I woke up this morning with the heaviness that this day, I think, brings to many Americans who were alive to witness the events of September 11, 2001. I can vividly recall walking quietly to work and arriving just in time to hear the excited talk about a plane crash in New York City. Moments later, when it became apparent that a second aircraft had been intentionally flown into the World Trade Center towers, I felt a deep sickness in my stomach. When a third jet crashed into the Pentagon and fourth ended up in a field in Pennsylvania, I sat dazed. Who could have imagined such a series of tragic events happening in the United States?
Later, as the pictures of the planes commingled with people falling from the towers and played over and over on the television and in our minds, my wife and I sat together and wondered what it would mean--had the USA lost its cloak of invincibility? Had we entered a new age where fear would be the mantra by which we lived? We had no way of knowing, but we were afraid.
Miraculously, something else came out of it. Complete strangers were talking to each other about what they had witnessed. How rescuers had tried their damned best to save lives. How ash covered survivors had walked out of the fog of destruction and into the arms of complete strangers. For a brief period of time, we were brought together. In that period of time, I felt renewed hope for our nation. That this horrible event could bring the promise of democracy to a new level of civility and appreciation for each other and our nation.
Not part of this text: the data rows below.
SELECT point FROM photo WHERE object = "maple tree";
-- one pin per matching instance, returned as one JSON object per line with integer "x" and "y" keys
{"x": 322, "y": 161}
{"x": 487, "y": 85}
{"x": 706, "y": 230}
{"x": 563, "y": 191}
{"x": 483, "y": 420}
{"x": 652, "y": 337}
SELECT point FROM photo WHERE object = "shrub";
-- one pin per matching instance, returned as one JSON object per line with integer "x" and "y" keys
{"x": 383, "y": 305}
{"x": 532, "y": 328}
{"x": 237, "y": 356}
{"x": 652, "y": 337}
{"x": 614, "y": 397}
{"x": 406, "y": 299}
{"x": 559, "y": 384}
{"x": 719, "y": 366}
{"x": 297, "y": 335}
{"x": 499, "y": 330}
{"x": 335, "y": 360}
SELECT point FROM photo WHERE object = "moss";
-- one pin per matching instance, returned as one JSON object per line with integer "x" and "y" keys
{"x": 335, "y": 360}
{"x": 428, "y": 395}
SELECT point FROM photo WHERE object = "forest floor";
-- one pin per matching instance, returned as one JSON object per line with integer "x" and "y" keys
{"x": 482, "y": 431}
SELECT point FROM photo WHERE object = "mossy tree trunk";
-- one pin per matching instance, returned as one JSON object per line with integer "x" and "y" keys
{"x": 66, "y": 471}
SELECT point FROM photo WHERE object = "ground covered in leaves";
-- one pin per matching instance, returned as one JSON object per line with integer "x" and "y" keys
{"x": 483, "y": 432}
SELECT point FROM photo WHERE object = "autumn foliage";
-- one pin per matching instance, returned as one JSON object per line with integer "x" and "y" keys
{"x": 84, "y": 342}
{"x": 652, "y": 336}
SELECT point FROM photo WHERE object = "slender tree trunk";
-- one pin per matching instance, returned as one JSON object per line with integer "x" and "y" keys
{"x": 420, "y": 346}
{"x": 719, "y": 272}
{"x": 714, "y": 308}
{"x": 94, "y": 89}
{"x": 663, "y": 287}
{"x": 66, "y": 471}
As surely as innocence is lost, maturation stepped in and helped us to find ourselves. The understanding that things change and we must adapt to them became front and center in our collective consciousness. Sadly, as in most things, we could not agree in which direction to adapt. But that is for another time.
For today, I will choose to remember those men, women, and children of all colors and creeds who perished, and those who acted heroically to respond as best as they could. I hope we all will also remember the feeling of being a part of something far bigger than ourselves. A time when our nation wrapped itself not in our flag, but in the cloak of our common humanity.